Kann mir jemand ein gutes Programm empfehlen, mit welchem ich relativ einfach meine Sammlung (sind insgesamt knapp 1500 CD's) umwandeln kann? Empehlt ihr mir die Umwandlung in DSD-Files oder eher in FLAC-Files?

Danke schonmal im voraus.
KarstenL
Inventar
#2 erstellt: 15. Okt 2016, 17:05
Moin!
Windows?
Dann wäre meine Empfehlung EAC und FLAC.
BlackVoodoo
Stammgast
#3 erstellt: 15. Okt 2016, 19:33

KarstenL (Beitrag #2) schrieb:
Moin!
Windows?
Dann wäre meine Empfehlung EAC und FLAC.


Ja, Win10. Danke dir für die Empfehlung. Sonst noch Tipps?
Hörbert
Moderator
#4 erstellt: 15. Okt 2016, 19:55
Hallo!

Zu EAC gibt es eigentlich keine wirkliche Alternative, aber zumindesten einen guten Sound-Editor wie das kostenlose Audacity zur Reparatur kleiner Fehler sollte zusätzlich noch vorhanden sein.

Ach ja, es ist recht nützlich eine penible Ordnung zu halten und einen Verzeichnissbaum mit entsprechend aussagekräftigen Unterordnern anzulegen.

Ob man die Files nun als FLAC oder gleich einfach als Waves ablegt ist zum einen Geschmackssache und zum anderen eine Frage ob man zusätzliche Informationen (Cover, Text) gleich mit ablegen will.
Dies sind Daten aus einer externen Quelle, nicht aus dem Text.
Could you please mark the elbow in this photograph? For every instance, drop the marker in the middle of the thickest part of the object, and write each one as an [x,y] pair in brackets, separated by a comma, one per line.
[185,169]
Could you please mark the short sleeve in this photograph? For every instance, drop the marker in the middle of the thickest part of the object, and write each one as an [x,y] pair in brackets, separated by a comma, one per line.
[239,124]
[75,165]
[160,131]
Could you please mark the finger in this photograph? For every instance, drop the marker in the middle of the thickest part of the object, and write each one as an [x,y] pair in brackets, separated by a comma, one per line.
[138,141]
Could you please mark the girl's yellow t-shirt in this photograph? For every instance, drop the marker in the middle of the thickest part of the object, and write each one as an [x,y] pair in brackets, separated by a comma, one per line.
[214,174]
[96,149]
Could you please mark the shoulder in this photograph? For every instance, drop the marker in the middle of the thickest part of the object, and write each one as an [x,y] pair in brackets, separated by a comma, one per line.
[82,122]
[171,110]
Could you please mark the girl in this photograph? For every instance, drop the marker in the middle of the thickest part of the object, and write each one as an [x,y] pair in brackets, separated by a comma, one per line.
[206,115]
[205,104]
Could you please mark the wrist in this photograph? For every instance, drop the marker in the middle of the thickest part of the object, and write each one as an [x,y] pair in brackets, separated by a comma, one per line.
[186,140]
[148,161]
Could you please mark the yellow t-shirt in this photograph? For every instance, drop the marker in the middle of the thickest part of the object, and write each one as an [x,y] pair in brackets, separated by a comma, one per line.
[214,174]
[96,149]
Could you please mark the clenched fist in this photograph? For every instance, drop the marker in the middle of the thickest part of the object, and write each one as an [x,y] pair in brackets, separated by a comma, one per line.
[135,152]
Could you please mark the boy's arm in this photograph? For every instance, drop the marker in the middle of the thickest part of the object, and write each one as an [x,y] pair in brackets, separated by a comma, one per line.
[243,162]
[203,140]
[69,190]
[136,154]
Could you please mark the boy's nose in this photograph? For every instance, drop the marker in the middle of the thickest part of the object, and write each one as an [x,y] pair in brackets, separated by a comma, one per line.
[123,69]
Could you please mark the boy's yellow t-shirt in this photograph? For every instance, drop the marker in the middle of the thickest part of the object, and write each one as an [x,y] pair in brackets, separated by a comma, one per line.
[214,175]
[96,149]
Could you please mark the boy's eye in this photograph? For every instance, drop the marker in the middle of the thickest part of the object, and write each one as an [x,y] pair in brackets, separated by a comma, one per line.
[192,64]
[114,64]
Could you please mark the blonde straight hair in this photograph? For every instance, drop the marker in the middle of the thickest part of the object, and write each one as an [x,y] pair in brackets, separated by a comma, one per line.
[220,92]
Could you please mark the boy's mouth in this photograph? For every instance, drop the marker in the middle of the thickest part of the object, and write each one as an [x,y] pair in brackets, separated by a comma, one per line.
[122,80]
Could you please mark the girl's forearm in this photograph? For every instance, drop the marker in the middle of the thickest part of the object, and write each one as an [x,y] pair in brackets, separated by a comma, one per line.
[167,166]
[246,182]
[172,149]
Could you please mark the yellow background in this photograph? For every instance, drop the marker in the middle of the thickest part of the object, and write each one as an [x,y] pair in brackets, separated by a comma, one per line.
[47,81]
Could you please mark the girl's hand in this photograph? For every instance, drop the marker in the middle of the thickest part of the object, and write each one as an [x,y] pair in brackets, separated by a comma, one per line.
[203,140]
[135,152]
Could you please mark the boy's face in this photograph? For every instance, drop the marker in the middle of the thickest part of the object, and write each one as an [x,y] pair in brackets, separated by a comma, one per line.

Ansonsten ist das bei den heutigen Festplattengrößen ziemlich egal.

MFG Günther
audiophilanthrop
Inventar
#5 erstellt: 16. Okt 2016, 01:43
CDs braucht man nicht digitalisieren, die sind schon digital. Rippen reicht da vollkommen...
(DSD ist auch keine Option, das ist das komische Bitstream-Format von SACD. Auf CDs findet sich schnödes LPCM, 44,1 kHz 16 Bit stereo.)

Ist ein brauchbares Leselaufwerk vorhanden?

EAC hat seine Stärken beim peniblen Auslesen von CDs, Laufwerksoptionen und Multithreaded-Encoding. Die Integration in Onlinedatenbanken ist recht ordentlich (ARv2, wahlweise auch CTDB), CUETools/CUERipper ist hier aber leistungsfähiger. Achtung, das Programm ist nicht wirklich Unicode-fähig, bei Japan-CDs habe ich schon mal erst hinterher richtig getaggt.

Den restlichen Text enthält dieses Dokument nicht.